Peter Danko for Portland Business Journal:
Depending on exactly how it is designed, a program in Oregon could place new emissions restrictions on around 100 big carbon emitters in Oregon — several Metro area tech companies, including Intel, among them.
But the effects on statewide economic output would likely be small, coming in at “slightly positive or slightly negative,” the report said.
Plus, the report said, that didn’t even take into consideration health benefits that could result from reduced pollution.
The DEQ report was requested by the Legislature last year and arrives as environmental groups gear up to press lawmakers to enact some version of cap and trade during the current session in Salem.

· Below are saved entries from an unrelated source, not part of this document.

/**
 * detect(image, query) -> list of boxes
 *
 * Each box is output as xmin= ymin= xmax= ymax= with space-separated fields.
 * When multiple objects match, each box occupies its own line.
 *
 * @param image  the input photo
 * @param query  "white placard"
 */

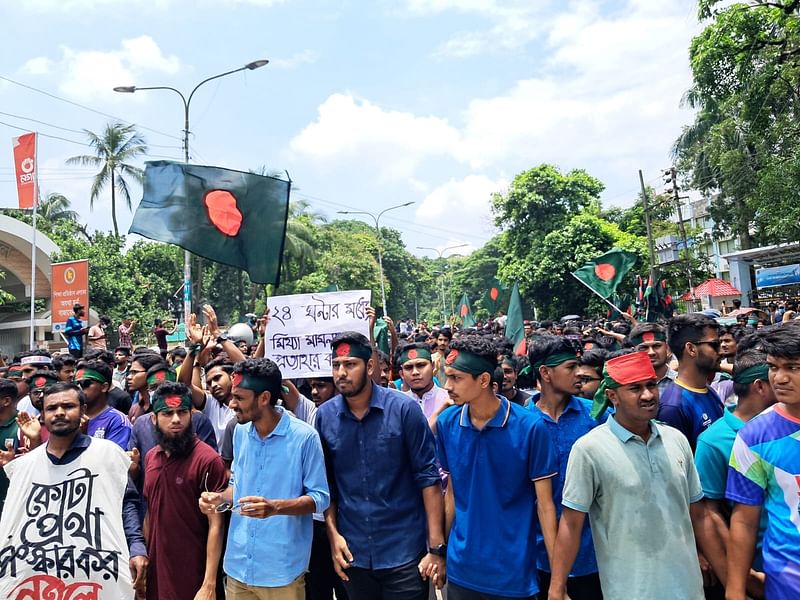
xmin=266 ymin=290 xmax=372 ymax=378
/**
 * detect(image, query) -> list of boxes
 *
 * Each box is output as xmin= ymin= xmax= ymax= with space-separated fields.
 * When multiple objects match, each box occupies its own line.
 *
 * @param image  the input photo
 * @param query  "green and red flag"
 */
xmin=457 ymin=293 xmax=476 ymax=328
xmin=483 ymin=277 xmax=504 ymax=315
xmin=505 ymin=283 xmax=526 ymax=355
xmin=571 ymin=248 xmax=638 ymax=300
xmin=129 ymin=161 xmax=290 ymax=285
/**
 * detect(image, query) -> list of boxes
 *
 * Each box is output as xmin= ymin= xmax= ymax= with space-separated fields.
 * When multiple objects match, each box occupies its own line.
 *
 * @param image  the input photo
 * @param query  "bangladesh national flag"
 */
xmin=457 ymin=293 xmax=476 ymax=328
xmin=129 ymin=161 xmax=290 ymax=285
xmin=483 ymin=277 xmax=504 ymax=315
xmin=505 ymin=283 xmax=526 ymax=355
xmin=571 ymin=248 xmax=638 ymax=299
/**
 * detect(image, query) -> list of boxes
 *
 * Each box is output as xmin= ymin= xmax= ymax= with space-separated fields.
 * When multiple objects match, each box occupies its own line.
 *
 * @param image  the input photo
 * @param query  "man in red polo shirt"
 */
xmin=143 ymin=382 xmax=226 ymax=600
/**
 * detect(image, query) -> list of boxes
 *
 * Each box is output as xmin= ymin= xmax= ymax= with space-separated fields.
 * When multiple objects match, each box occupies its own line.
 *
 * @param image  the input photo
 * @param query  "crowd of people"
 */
xmin=0 ymin=298 xmax=797 ymax=600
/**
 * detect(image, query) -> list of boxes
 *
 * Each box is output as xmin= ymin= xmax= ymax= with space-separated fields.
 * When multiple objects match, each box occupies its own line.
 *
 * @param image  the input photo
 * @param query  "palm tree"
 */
xmin=37 ymin=193 xmax=79 ymax=223
xmin=66 ymin=122 xmax=148 ymax=236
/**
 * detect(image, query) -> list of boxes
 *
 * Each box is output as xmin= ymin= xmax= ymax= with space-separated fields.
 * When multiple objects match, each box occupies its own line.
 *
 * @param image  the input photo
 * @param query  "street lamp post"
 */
xmin=114 ymin=59 xmax=269 ymax=325
xmin=337 ymin=201 xmax=414 ymax=313
xmin=417 ymin=244 xmax=469 ymax=323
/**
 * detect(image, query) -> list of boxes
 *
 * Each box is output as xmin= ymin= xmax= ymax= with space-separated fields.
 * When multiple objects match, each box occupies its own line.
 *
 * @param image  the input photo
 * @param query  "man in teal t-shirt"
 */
xmin=695 ymin=350 xmax=775 ymax=587
xmin=0 ymin=379 xmax=19 ymax=518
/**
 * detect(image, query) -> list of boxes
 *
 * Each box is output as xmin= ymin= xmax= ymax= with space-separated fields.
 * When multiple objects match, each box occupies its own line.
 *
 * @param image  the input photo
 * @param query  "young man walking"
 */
xmin=144 ymin=382 xmax=226 ymax=600
xmin=315 ymin=332 xmax=445 ymax=600
xmin=726 ymin=323 xmax=800 ymax=600
xmin=200 ymin=358 xmax=329 ymax=599
xmin=437 ymin=335 xmax=558 ymax=600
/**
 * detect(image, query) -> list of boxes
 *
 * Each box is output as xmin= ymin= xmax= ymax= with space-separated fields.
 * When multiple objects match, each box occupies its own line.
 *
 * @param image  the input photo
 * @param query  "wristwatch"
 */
xmin=216 ymin=334 xmax=229 ymax=344
xmin=429 ymin=543 xmax=447 ymax=557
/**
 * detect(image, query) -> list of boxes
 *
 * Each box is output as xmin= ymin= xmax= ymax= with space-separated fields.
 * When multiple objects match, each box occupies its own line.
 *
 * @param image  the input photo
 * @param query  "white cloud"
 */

“The DEQ report makes clear Oregon should absolutely move forward in putting a price on pollution, investing in our communities and doubling down on clean energy jobs,” said Tera Hurst, executive director of Renew Oregon, in a statement. “Other states and provinces that have implemented systems putting a price on pollution and reinvesting in workers, innovation and healthy communities have added thousands of jobs while significantly reducing pollution.”
Under the system studied, the state would place a limit on greenhouse gas emissions from big emitters. That’s the cap. The entities — ranging from fossil-fuel suppliers like Tesoro to institutions of higher learning like Oregon State University — would either have to buy allowances, or cut their emissions. Over time, the overall cap would drop, forcing emissions reductions.
The “trade” part of the equation would allow companies to buy and sell allowances, incentivizing reductions at the least cost possible.